Huit mois avant la présidentielle, la réélection du général égyptien à la tête de l’Etat ne fait aucun doute. Le régime veille à bloquer toute candidature concurrente.
Abdel Fattah al-Sissi, le président égyptien, lors de l'assemblée générale des Nations unies, le 19 septembre, à New York. (Photo Drew Angerer. AFP)
par Stéphane Gabriellini
publié le 24 octobre 2017 à 11h08

L’Egypte du président Abdel Fatah al-Sissi, qui vient de prolonger pour trois mois l’état d’urgence, est plongé dans une crise des droits de l’homme sans précédent. A l’occasion de la visite d’Al-Sissi à Paris ce mardi, les ONG, égyptiennes et françaises, n’ont d’ailleurs pas tardé à réagir pour dénoncer la «tolérance» de la France à l’égard de l’Egypte, qu’elles qualifient de «tombeau des droits humains». C’est dans ce contexte que le pays s’apprête à entrer en campagne présidentielle. La liste des candidats officiels sera révélée en février 2018, mais tout a été fait pour que ce soit joué d’avance. Avocats, anciens membres du régime de Moubarak, parlementaires… Une liste non officielle de huit candidats présumés circule dans les médias locaux.
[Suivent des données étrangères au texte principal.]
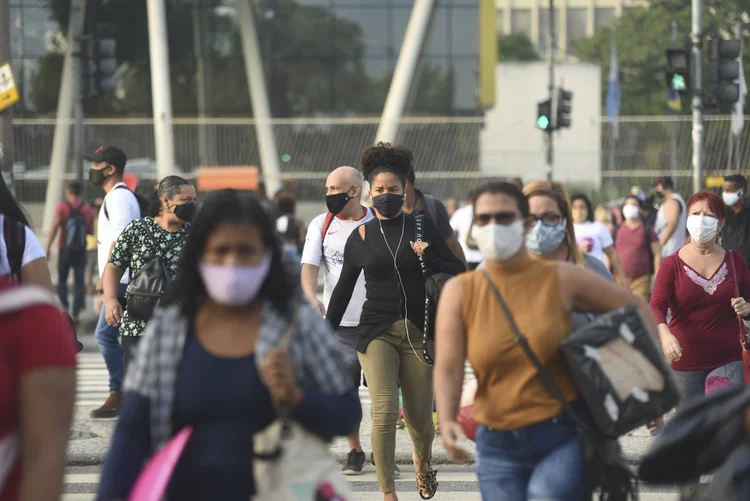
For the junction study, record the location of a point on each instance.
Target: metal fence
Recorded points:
(447, 150)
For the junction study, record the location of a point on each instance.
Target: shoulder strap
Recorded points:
(523, 343)
(14, 234)
(431, 205)
(24, 296)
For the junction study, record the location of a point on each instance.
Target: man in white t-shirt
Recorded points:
(461, 223)
(119, 208)
(324, 246)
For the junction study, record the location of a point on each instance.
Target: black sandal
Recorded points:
(427, 483)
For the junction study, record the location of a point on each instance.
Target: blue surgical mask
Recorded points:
(542, 239)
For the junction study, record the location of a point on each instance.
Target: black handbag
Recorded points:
(607, 473)
(620, 372)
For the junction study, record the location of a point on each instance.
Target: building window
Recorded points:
(576, 26)
(520, 21)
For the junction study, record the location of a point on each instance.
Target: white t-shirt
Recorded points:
(122, 208)
(461, 224)
(335, 241)
(31, 252)
(594, 235)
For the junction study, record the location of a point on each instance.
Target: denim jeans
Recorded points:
(109, 346)
(543, 461)
(77, 261)
(694, 382)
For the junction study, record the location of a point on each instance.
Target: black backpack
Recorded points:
(75, 230)
(142, 202)
(146, 289)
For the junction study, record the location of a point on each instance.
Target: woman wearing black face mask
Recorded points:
(390, 329)
(159, 235)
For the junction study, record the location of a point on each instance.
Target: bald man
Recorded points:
(324, 245)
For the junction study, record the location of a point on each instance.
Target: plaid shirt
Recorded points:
(318, 361)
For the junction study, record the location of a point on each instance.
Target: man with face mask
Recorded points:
(324, 246)
(119, 207)
(671, 217)
(736, 234)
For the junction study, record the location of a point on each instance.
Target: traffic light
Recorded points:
(564, 108)
(544, 116)
(100, 65)
(723, 71)
(678, 70)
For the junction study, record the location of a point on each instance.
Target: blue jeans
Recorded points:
(77, 261)
(543, 461)
(109, 346)
(694, 382)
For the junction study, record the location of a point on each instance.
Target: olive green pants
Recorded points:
(388, 361)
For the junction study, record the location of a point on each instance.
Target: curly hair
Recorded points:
(384, 157)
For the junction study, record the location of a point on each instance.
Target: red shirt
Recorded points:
(62, 212)
(703, 320)
(632, 250)
(31, 339)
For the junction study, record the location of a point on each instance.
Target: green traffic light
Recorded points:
(678, 82)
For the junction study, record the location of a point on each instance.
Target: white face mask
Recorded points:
(731, 199)
(498, 242)
(702, 229)
(630, 212)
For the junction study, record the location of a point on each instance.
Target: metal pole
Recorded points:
(398, 92)
(551, 62)
(6, 117)
(78, 63)
(673, 125)
(161, 93)
(697, 45)
(269, 157)
(65, 103)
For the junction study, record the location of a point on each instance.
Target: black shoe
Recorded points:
(355, 461)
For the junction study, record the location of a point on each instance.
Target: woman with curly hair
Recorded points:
(390, 327)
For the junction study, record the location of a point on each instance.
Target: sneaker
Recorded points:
(355, 461)
(111, 407)
(396, 471)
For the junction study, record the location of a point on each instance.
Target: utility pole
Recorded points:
(673, 125)
(551, 62)
(6, 117)
(697, 45)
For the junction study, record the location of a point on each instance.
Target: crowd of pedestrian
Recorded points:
(212, 328)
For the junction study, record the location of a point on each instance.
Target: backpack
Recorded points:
(142, 202)
(75, 230)
(145, 290)
(14, 235)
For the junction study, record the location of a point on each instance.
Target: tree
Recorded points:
(642, 37)
(516, 47)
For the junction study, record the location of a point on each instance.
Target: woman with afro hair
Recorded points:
(390, 328)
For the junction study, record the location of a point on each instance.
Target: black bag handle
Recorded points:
(581, 427)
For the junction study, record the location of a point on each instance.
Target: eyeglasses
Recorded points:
(501, 218)
(548, 218)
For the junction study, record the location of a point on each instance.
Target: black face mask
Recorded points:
(388, 204)
(337, 202)
(186, 212)
(97, 177)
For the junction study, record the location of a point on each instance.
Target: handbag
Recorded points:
(153, 480)
(433, 287)
(620, 372)
(291, 463)
(606, 470)
(743, 332)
Mais le président Al-Sissi, élu à 96,2 % en 2014, devrait donc obtenir un score semblable l’été prochain.

«Je suis bien conscient que les élections ne seront pas transparentes, ne soyons pas dupes», confie le célèbre opposant de gauche Mamdouh Hamza, cité dans le quotidien arabophone Al-Araby al-Jadid basé à Londres. Cet ingénieur égyptien, connu pour avoir supervisé la construction de la bibliothèque d'Alexandrie, envisage tout de même de se porter candidat pour répondre à l'urgence, dit-il, de «redonner vie à la politique égyptienne.» En vue de la présidentielle, le régime a durci davantage la répression contre les opposants politiques. Le 25 septembre, Khaled Ali, avocat défenseur des droits de l'homme et candidat présumé, a été condamné à trois mois de prison pour «atteinte à la moralité publique». Il aurait fait un geste obscène de la main après avoir obtenu de la justice, en janvier, le blocage du projet d'Al-Sissi de rétrocéder à l'Arabie Saoudite les îles de Tiran et de Sanafir, situées en mer Rouge. Une défaite humiliante pour le gouvernement face à l'opinion publique qui l'avait accusé de trahison. Depuis l'annulation de cette décision, l'ancien candidat malheureux de la présidentielle de 2012 connaît un succès politique et médiatique.

Trois tactiques

Dans un environnement où l’appareil juridique est presque entièrement pro-régime, la décision du tribunal administratif relatif à la cession des deux iles avait surpris le gouvernement qui considérait son pouvoir supérieur au droit. Ça n’a pas duré, comme l’indique la condamnation de Khaled Ali. Les avocats du prévenu ont annoncé qu’ils allaient faire appel. Si le verdict est confirmé, cette célèbre figure de l’opposition égyptienne ne pourra pas se porter candidat au scrutin de 2018. En effet, pour s’assurer le prochain mandat, le président a concocté trois tactiques : éliminer ses concurrents poursuivis en justice, nommer ses proches dans la commission électorale nationale et fixer le mandat présidentiel à six ans au lieu de quatre.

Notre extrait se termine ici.